No seu testemunho, o autor sublinha que a adoção do hidrogénio como vetor energético exige um enquadramento normativo robusto, capaz de garantir segurança, interoperabilidade, qualidade e confiança ao longo de toda a cadeia de valor. A participação na CT 203 permite acompanhar de perto os trabalhos de normalização desenvolvidos a nível europeu e internacional, nomeadamente no âmbito do European Committee for Standardization (CEN) e da International Organization for Standardization (ISO), contribuindo para a definição de requisitos técnicos claros e harmonizados, alinhados com o estado da arte.
Neste contexto, o papel do Instituto Tecnológico do Gás, enquanto Organismo de Normalização Setorial, assume particular relevância. Em articulação com o Instituto Português da Qualidade (IPQ), o ITG dinamiza a CT 203 e assegura a ligação aos trabalhos normativos internacionais, permitindo antecipar desenvolvimentos regulamentares, influenciar o conteúdo das normas e reforçar o posicionamento técnico nacional neste domínio.
“Acompanhar de perto uma comissão técnica é uma alavanca estratégica para reduzir o risco, acelerar a adoção segura e competitiva de requisitos técnicos e fortalecer ecossistemas nacionais e empresariais“, refere Egídio Calado.
A participação na normalização revela-se igualmente determinante para o setor do gás no seu conjunto, ao contribuir para a redução de riscos, para a melhoria da segurança e da eficiência das infraestruturas e para a garantia de interoperabilidade entre tecnologias.

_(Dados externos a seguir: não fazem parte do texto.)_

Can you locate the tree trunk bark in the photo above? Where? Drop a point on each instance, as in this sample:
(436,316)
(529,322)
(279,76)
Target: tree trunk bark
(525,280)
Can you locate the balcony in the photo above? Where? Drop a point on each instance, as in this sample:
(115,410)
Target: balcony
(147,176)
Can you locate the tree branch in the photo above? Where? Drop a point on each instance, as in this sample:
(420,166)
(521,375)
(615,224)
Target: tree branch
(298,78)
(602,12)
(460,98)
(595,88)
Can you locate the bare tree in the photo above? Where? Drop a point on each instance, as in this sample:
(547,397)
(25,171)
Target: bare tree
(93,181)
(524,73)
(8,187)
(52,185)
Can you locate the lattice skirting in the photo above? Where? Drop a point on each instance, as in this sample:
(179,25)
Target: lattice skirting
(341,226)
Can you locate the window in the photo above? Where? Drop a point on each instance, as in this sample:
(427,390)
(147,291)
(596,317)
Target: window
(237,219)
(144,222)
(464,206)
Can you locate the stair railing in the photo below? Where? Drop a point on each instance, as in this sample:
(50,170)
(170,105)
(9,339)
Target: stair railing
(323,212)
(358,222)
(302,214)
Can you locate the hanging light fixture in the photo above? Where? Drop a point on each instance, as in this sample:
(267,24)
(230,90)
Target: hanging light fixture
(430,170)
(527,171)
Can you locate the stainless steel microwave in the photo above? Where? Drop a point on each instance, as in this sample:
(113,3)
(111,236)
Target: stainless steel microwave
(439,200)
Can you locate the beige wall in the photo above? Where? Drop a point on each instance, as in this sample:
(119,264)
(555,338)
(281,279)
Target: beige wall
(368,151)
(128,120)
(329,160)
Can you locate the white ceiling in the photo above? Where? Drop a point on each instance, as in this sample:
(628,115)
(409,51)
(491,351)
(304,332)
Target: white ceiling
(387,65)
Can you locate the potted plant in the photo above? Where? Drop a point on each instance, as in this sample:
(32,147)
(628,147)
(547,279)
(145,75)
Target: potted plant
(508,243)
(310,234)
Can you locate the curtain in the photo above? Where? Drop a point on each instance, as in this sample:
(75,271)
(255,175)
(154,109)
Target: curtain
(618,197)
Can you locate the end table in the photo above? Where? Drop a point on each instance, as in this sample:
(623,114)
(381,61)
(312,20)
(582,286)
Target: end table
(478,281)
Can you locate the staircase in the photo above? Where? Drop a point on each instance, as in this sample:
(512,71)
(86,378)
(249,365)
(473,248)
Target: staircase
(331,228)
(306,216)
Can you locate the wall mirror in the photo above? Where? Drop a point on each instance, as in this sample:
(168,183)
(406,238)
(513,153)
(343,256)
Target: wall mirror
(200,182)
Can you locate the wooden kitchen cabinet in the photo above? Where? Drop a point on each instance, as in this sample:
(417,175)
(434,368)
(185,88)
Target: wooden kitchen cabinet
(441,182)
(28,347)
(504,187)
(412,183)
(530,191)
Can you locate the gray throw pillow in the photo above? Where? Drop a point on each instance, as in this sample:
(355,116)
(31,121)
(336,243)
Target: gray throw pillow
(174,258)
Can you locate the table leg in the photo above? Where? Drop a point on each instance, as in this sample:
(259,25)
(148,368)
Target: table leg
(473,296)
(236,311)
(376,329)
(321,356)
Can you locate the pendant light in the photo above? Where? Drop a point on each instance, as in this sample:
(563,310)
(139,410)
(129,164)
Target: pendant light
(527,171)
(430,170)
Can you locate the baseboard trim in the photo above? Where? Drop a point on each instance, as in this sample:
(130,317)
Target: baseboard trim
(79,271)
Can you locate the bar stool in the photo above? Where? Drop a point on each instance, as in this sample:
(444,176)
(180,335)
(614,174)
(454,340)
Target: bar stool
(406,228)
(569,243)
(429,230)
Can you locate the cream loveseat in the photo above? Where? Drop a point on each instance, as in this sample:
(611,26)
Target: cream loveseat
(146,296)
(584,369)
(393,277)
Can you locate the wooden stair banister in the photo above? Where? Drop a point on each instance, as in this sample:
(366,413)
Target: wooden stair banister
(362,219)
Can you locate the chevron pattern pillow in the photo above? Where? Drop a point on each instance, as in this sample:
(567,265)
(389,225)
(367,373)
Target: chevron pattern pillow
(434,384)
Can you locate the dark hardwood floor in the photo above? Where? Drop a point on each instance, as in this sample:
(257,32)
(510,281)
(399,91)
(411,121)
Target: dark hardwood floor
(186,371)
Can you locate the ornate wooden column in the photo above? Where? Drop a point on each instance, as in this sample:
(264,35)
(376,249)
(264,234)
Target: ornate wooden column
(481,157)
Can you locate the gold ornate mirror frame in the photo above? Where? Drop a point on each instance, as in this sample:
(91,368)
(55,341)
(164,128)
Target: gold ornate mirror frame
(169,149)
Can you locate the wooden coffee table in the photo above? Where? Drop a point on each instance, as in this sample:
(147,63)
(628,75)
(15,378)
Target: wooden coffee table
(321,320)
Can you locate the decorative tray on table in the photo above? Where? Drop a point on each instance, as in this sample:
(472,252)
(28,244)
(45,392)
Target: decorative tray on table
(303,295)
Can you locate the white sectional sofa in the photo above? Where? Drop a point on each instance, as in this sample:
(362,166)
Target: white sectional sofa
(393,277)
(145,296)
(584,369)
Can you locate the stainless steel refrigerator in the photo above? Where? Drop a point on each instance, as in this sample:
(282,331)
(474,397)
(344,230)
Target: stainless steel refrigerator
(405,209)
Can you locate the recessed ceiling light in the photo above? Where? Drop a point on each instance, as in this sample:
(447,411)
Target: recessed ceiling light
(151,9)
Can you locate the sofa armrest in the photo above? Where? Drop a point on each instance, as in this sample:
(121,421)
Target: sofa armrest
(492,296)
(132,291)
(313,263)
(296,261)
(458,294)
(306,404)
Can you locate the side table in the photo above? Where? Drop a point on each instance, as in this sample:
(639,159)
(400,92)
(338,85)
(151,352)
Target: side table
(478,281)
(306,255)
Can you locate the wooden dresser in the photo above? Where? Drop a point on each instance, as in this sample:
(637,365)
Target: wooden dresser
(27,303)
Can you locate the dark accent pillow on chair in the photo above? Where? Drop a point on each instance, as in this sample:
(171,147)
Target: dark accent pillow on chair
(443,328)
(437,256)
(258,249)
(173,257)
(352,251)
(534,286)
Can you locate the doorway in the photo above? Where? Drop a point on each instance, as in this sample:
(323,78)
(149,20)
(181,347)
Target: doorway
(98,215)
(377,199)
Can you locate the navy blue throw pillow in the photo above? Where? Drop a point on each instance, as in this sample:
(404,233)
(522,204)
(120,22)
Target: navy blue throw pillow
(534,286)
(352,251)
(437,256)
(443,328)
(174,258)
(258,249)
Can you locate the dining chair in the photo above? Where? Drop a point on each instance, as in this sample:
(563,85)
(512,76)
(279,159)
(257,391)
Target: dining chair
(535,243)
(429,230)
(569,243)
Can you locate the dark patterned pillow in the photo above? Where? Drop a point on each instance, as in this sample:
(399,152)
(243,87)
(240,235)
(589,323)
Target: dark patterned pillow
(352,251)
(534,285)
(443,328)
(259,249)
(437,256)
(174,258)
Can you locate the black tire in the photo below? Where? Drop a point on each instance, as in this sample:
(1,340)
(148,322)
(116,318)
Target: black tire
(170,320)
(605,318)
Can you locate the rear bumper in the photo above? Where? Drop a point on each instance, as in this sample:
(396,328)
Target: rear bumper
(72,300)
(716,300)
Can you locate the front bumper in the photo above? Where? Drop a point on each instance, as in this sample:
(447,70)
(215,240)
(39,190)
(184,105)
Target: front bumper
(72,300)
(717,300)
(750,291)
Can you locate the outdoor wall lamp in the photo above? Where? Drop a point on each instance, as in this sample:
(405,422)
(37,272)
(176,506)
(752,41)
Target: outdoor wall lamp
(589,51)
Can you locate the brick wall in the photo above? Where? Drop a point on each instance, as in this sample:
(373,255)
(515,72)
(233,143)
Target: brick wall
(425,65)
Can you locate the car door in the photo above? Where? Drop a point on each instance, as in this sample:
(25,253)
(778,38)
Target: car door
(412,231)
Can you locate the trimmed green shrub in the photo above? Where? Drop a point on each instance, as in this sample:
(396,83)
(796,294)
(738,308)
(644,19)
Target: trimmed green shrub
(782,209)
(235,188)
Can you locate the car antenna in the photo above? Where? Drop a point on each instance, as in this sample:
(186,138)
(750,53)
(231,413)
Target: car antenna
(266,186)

Ao mesmo tempo, constitui um fator facilitador da introdução de gases renováveis e de baixo teor de carbono, promovendo condições para uma adoção mais célere e sustentada destas soluções no mercado.
A experiência partilhada neste testemunho reforça a importância de um envolvimento ativo nas comissões técnicas de normalização, enquanto instrumento que permite transformar conhecimento técnico em requisitos aplicáveis, gerar confiança entre os diferentes intervenientes e apoiar a competitividade das organizações.
O IPQ disponibiliza, no seu portal, informação sobre as comissões técnicas de normalização, os benefícios da participação, as questões mais frequentes e os procedimentos para integração, estando esta participação aberta a entidades e especialistas com interesse nas respetivas áreas.